The Indigenous Digital Archive is an open source crowdsourcing platform that includes tools to help prepare archival source material for the project, and tools to manage the taxonomy that emerges from it. The project is developed for the Museum of Indian Arts and Culture in Santa Fe. The archive will enable engagement with authentic public documents of community history, government actions, and civic life in New Mexico. The first phase will focus on open public records related to land and to the government Indian Boarding Schools from the late 1800s into the 1920s and 30s.
The project builds on digital images of over 120 linear feet of United States government records on captured on microfilm in the 1970s, amounting to approximately 0.5m pages of letters, reports, photographs and administrative material relating to the Indian Schools program in the South West from the Indian Wars of the 1800s to the 1930s. These records have never before been readily available to the people and communities they relate to. Native Americans and other volunteers will be directly working with the platform on this material as part of the crowdsourcing activities and the results will be available to all.

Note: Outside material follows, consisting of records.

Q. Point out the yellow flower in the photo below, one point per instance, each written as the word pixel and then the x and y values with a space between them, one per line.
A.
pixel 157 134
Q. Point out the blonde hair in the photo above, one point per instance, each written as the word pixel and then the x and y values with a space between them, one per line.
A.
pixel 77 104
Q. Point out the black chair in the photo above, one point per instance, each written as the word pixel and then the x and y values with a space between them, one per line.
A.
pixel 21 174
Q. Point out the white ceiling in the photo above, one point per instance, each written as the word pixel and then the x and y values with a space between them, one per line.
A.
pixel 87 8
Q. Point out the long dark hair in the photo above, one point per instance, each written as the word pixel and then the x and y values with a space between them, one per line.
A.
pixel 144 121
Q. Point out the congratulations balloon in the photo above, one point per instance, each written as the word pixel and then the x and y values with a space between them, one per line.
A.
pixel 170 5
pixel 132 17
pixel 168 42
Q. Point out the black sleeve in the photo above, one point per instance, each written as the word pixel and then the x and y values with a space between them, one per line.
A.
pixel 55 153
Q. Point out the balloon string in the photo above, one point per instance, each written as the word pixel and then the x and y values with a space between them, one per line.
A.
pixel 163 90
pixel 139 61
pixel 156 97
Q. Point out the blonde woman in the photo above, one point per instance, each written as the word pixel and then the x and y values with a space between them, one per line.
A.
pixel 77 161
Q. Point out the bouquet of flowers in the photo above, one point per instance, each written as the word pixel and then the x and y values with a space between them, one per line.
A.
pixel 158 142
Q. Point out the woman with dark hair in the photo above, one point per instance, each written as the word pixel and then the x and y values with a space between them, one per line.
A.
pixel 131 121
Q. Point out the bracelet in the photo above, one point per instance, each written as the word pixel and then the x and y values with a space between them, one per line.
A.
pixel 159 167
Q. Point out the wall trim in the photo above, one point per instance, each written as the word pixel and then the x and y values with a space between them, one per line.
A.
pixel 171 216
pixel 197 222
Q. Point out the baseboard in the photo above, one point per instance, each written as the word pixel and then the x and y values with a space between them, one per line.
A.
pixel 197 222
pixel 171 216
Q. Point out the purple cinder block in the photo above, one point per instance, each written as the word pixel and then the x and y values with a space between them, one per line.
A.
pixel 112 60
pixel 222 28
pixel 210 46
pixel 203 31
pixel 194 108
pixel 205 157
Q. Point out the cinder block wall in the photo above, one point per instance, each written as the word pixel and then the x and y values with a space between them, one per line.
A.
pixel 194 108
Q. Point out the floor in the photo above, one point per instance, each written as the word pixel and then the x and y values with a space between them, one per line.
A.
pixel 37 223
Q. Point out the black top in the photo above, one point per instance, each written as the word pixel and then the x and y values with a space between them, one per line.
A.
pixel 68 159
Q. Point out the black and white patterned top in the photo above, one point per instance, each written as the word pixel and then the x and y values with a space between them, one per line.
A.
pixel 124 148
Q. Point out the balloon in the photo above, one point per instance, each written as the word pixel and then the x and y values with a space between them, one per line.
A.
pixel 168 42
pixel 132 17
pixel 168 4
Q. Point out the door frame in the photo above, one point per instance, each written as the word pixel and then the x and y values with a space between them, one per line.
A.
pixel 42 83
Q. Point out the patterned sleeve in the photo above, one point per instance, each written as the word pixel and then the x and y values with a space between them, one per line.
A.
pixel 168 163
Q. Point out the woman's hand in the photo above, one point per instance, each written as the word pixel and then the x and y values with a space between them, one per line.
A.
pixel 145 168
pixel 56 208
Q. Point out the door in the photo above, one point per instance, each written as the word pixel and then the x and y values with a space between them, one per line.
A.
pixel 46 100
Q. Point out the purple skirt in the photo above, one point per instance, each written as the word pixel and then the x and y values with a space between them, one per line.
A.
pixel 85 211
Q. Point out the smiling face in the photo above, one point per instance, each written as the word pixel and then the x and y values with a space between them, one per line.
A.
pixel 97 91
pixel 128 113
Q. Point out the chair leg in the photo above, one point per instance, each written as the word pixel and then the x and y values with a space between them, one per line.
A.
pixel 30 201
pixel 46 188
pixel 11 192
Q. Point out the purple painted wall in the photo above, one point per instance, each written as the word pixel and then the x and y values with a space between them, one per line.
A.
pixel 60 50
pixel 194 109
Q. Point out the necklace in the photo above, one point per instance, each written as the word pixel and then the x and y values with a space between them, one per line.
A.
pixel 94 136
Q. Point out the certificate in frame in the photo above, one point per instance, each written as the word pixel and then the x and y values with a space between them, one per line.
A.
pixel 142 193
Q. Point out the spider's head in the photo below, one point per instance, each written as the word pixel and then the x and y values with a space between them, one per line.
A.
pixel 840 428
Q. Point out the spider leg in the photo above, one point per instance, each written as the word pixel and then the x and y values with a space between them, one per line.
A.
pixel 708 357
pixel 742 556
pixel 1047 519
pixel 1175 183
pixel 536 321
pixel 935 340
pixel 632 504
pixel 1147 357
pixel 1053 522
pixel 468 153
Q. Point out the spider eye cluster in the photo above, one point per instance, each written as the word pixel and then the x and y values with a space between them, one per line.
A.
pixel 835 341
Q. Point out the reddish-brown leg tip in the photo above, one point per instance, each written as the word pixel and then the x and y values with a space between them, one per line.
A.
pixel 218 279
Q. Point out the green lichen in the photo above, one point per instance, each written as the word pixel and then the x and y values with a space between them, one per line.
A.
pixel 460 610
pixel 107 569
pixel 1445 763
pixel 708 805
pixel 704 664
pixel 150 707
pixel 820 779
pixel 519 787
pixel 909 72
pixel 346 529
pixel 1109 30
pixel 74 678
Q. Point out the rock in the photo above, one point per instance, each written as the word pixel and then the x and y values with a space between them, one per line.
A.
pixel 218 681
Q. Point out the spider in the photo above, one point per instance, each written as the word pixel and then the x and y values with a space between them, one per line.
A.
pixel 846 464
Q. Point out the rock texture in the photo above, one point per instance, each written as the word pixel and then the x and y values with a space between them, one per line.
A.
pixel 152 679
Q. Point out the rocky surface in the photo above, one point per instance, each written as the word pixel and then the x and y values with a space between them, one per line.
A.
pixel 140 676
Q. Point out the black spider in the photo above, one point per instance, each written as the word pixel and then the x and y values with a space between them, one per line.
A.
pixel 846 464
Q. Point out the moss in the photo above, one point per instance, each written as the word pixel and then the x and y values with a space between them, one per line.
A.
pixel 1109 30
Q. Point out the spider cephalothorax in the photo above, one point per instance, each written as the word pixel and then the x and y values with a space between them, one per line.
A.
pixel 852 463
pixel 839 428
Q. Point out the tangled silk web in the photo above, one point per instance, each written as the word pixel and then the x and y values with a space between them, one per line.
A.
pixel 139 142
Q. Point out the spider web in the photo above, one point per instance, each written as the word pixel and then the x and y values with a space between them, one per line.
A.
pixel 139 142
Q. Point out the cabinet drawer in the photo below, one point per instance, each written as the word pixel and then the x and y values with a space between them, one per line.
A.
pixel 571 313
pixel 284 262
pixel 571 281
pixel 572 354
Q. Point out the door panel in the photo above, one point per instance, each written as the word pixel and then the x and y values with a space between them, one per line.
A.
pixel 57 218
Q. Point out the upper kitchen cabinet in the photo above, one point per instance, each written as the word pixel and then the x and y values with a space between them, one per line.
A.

This source material is not described in fine detail in electronic format; the raw material comprises microfilm rolls each of which typically has over 1000 images. The platform aims to produce richly described and categorised records at a much finer level of detail - individual letters and reports, rather than units dictated by the microfilm medium.
The solution uses Digital Library Cloud Services (DLCS) components integrated with the Omeka S Collection Management System to provide a IIIF-powered collaborative archive platform. The structure of the archive itself is generated by users of the platform using the Sorting Room tool, archival units (individual letters, reports etc) are then identified from larger sets by volunteers and project administrators.
As record-size archival units are identified, they get fed through the text pipeline of the DLCS. Documents are assessed for their ability to be OCRed, text extracted where possible, and named entity recognition applied to that text. People, places, schools, tribes and other terms are extracted, and optionally matched to external controlled vocabularies. As more text is processed the growing body of entities can be refined and managed through the Topic Manager tool (see Applications section) - identifying OCR mistakes, misclassification of terms, duplicates and synonyms.
These automated and human-assisted processes quickly build up a navigable set of documents, using the recognised and refined entities to generate a generous interface, encouraging exploration and discovery. Users can add to the growing body of entities, tag other material not amenable to OCR, transcribe more documents by hand, comment on the archival units and individual images, and provide their own narratives for the subjects presented.
The project is funded by an IMLS National Leadership Grant and further prototyping funding from the Knight Foundation. The Museum of Indian Arts and Culture is conducting the Indigenous Digital Archive project in collaboration with the New Mexico State Library Tribal Libraries Program and the Indian Pueblo Cultural Center.